I’ve got a computer, and for the past month or so I’ve been pretty much living on the thing as I remote into our network and assist people with their systems, virtually run servers while the building is closed and had no power, etc.
TL;DR – RAID dies, rebuilds incorrectly, gets fixed.
It’s also got a hoary host of utilities, and projects that would cause me to cry very big tears if it went out (they’re all backed up, but verification of everything could take a day or two.) So on day -1 of the announced city mandated two week Coronavirus lockdown at 5am something of course happened.
I’ve got an LSI raid card, two SSDs mirrored and one that sat idle to be a hot spare in the event one of them died. As stated, my computer is pretty important to my work.
It serves as an offsite backup (on a spinner, not the SSDs,) and in the event of a catastrophe at work it takes about 45 minutes to have all the servers back up to the state they were in at the beginning of the day but at another location. Oh did I mention we were missed by a tornado by 800-1200 feet a couple of weeks back?
It’s what we’ve been able to afford, don’t judge. Company’s reinvented itself multiple times and managed to reach 40+ years old. There are other backups in the cloud, but getting them running is not an expense we can afford.
So, my computer threw a raid drive in a mirrored set. No big whoop. 5am I get an alarm that I’m convinced is the UPS next to the computer because it’s 5am, it’s shrieking, so I shut the computer off and go back to sleep. Nobody’s going to be in the virtual office until 10.
Got up, powered the machine up, see the degraded set, silence the alarm as it’s killing me, and let the machine rebuild the mirror on the new drive. All good so far.
Weird thing is I’m getting a TON of CRC errors on the drive that hasn’t failed. I assume due to the bad drive, and after the entire sync is done I run a chkdsk and watch the LSI monitor and errors galore.
SanDisk drive had failed, I power the system off and remove that drive. When I go back to boot I get a weird error that there’s a foreign disk and do I want to import it?

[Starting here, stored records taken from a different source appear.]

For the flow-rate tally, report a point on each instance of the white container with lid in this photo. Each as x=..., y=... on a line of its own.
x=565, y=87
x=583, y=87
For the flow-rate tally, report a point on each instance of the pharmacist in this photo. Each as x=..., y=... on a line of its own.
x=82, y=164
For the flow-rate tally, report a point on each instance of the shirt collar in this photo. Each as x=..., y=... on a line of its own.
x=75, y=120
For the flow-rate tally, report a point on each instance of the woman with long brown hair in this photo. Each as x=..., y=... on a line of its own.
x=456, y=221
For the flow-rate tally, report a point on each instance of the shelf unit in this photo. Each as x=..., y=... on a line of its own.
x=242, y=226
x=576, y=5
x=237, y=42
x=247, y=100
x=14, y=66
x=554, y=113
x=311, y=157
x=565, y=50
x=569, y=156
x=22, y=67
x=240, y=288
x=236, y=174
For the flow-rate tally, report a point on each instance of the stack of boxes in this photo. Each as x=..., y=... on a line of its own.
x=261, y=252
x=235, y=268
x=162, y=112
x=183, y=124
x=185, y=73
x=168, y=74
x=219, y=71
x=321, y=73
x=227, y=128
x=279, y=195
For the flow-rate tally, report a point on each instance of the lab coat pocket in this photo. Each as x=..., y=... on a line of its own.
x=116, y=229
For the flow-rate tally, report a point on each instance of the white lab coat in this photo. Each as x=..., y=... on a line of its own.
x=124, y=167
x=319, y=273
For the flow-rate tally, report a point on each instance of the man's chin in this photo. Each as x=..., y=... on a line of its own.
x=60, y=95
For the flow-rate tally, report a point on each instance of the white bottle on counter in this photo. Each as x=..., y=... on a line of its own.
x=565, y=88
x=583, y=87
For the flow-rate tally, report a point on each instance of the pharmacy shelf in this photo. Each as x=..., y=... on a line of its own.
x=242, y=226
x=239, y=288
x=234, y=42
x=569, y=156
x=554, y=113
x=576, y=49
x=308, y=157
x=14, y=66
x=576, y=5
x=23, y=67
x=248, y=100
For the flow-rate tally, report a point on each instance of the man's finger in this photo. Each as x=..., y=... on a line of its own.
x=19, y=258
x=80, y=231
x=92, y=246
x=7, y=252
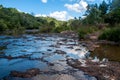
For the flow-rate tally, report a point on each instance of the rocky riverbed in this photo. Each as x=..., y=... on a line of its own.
x=52, y=57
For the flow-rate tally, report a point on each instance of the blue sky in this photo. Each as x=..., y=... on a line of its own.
x=59, y=9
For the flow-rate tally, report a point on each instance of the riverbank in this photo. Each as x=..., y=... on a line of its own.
x=102, y=69
x=59, y=54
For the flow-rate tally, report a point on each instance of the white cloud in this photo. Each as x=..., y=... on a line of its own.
x=44, y=1
x=59, y=15
x=38, y=15
x=91, y=0
x=77, y=7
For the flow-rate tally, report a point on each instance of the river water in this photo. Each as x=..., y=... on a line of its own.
x=44, y=52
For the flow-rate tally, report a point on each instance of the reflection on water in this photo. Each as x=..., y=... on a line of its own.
x=111, y=52
x=29, y=51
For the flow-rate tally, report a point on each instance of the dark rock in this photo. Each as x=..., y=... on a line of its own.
x=28, y=74
x=60, y=52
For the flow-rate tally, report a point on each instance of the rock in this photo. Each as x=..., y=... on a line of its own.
x=60, y=52
x=28, y=74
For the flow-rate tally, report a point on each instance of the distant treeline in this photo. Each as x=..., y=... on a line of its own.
x=98, y=16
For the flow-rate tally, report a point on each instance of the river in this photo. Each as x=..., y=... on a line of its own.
x=47, y=53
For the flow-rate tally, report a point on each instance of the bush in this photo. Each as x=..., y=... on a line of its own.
x=45, y=29
x=111, y=34
x=86, y=30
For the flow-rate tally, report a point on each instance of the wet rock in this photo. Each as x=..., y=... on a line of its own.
x=60, y=52
x=49, y=50
x=28, y=74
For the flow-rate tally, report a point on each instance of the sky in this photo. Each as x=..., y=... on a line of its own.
x=59, y=9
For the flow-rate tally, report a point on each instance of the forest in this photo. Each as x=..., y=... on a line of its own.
x=103, y=17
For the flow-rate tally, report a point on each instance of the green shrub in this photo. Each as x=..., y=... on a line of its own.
x=111, y=34
x=45, y=29
x=86, y=30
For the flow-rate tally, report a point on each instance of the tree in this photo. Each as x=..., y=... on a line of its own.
x=103, y=8
x=115, y=4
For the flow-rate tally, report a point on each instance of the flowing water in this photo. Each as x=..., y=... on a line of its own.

That’s a big nope… attempt to boot, nothing. Warnings that the RAID was degraded. No boot devices found. Uhhh…
Plug the bad disk back in, nope. Temp read foreign config. Nope.
Well horse hockey…
I of course have backups, but as with my issue I had with Pocketables, I never expect them to be good. Even if they verified. Even with a report showing they’re good.

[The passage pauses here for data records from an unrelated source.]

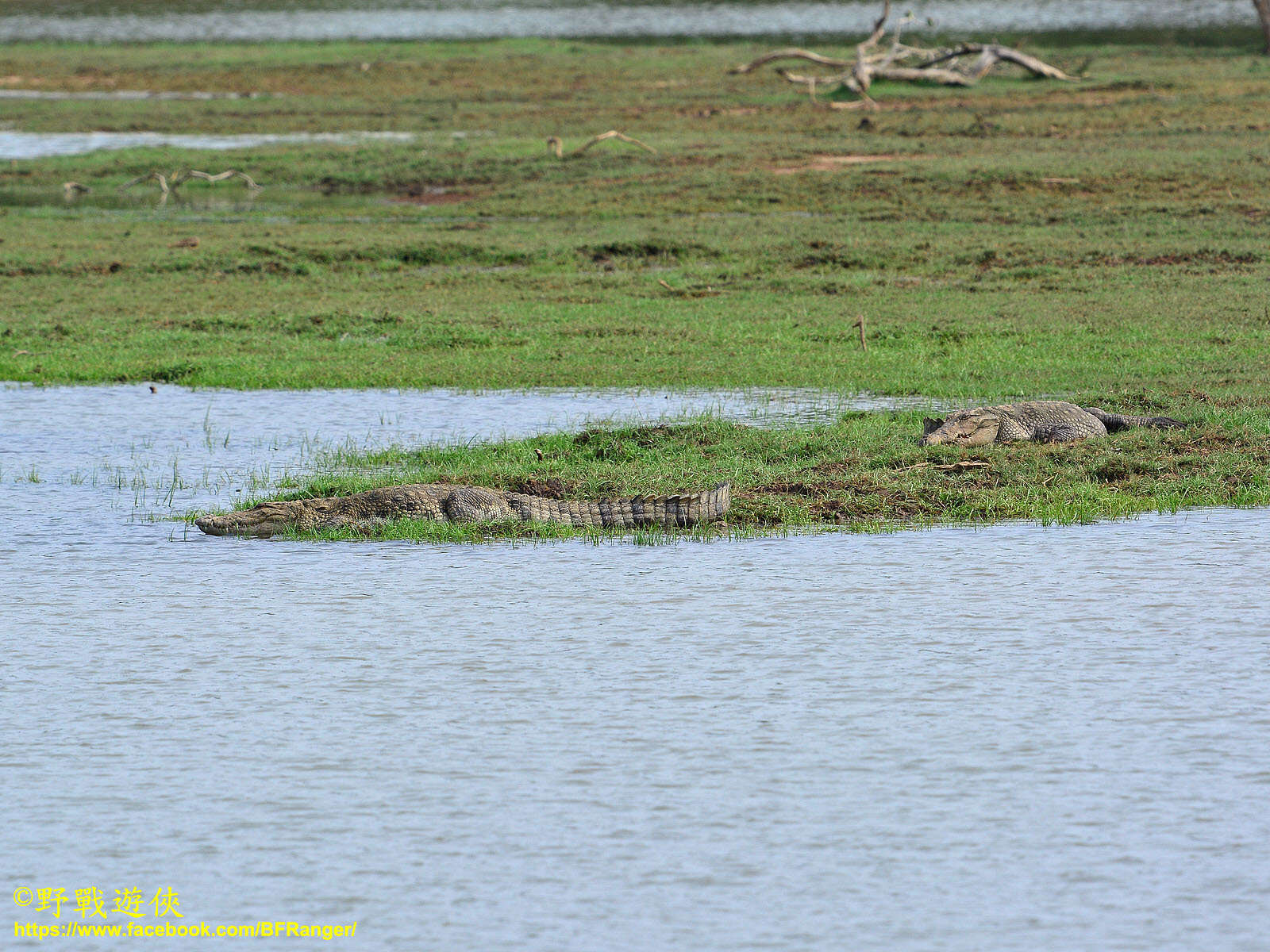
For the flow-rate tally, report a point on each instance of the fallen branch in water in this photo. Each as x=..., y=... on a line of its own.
x=899, y=63
x=556, y=145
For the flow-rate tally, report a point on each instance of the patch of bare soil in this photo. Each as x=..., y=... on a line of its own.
x=433, y=196
x=833, y=163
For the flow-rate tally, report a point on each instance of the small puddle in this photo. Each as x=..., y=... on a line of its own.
x=37, y=145
x=478, y=21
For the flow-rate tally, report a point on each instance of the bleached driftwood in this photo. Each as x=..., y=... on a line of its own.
x=171, y=183
x=556, y=145
x=901, y=63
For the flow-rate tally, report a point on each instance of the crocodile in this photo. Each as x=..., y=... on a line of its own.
x=1039, y=420
x=444, y=501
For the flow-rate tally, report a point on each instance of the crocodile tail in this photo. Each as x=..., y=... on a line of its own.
x=1118, y=422
x=687, y=509
x=628, y=513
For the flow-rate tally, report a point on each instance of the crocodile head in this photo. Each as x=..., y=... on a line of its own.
x=264, y=520
x=965, y=428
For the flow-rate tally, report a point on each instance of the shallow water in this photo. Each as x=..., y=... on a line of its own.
x=122, y=95
x=1013, y=738
x=529, y=19
x=37, y=145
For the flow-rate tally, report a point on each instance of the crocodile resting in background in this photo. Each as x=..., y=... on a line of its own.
x=442, y=501
x=1039, y=420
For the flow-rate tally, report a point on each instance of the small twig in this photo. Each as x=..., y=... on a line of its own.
x=959, y=466
x=156, y=175
x=167, y=184
x=220, y=177
x=556, y=145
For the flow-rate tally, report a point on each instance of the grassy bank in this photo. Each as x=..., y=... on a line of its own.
x=863, y=473
x=1016, y=239
x=1102, y=240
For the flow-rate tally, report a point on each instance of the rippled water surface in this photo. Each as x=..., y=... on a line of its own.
x=550, y=19
x=1014, y=738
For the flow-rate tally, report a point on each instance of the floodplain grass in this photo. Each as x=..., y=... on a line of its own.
x=864, y=473
x=1102, y=241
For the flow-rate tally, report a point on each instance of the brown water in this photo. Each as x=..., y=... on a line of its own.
x=1011, y=738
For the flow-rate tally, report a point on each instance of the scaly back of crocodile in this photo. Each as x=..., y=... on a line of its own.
x=444, y=501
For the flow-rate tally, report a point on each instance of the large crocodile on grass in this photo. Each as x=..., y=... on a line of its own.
x=1039, y=420
x=441, y=501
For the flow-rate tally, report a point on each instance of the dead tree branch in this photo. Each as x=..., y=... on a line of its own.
x=902, y=63
x=171, y=183
x=556, y=145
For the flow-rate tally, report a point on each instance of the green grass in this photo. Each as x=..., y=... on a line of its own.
x=1102, y=240
x=861, y=473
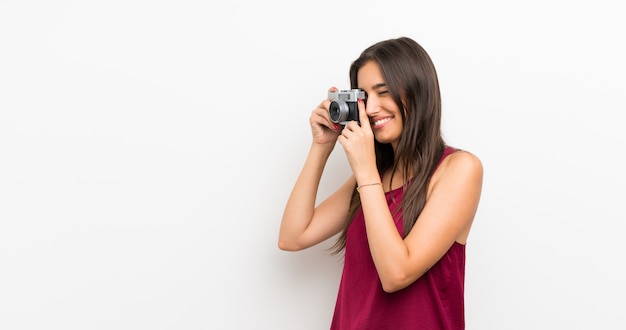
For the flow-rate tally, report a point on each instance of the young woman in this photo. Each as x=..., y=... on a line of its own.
x=405, y=214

As with this, I had a backup drive, it showed it’s good, it showed it copied, and now poof.
I try every combo of getting the RAID to boot, recognize, or whatnot, and in a couple of combos I manage to get that it’s working but it won’t boot.
Called a friend of mine who used to work with more RAIDs than you can shake a stick at. His suggestion was that since it was mirrored that each drive that was rebuilt to, at least on the LSI boards he’d worked with, was probably going to look to any normal system like a regular drive.
Yeah, I came from the era where a drive on a RAID did not look like a normal disk (sit down Sonny and lemme tell you about the 90’s and this server software called Novell 3.12.) So I had no clue that a mirrored drive could be yanked and put on a SATA 2 (I know, ick,) port and boot… but boot it did.
Booted off of the mirrored drive, verified it was good, ran a consistency check and made sure there were no CRC errors – all seemed good.
Ran into work (I was the only one there,) and grabbed the Hynix SSD that was sitting on my desk because the replacement SSDs I ordered will take 31 days to show up due to the pandemic and I can handle a mismatched set for a while.
And I’m back in business. Not comfortable with the situation but learned something new. Mainly that I no longer trust LSI, my computer, SSDs even duplicated, etc.
Next plan is to image the SSD raid regularly to a spinner or something as it’ll be a long time before I get the parts I need in.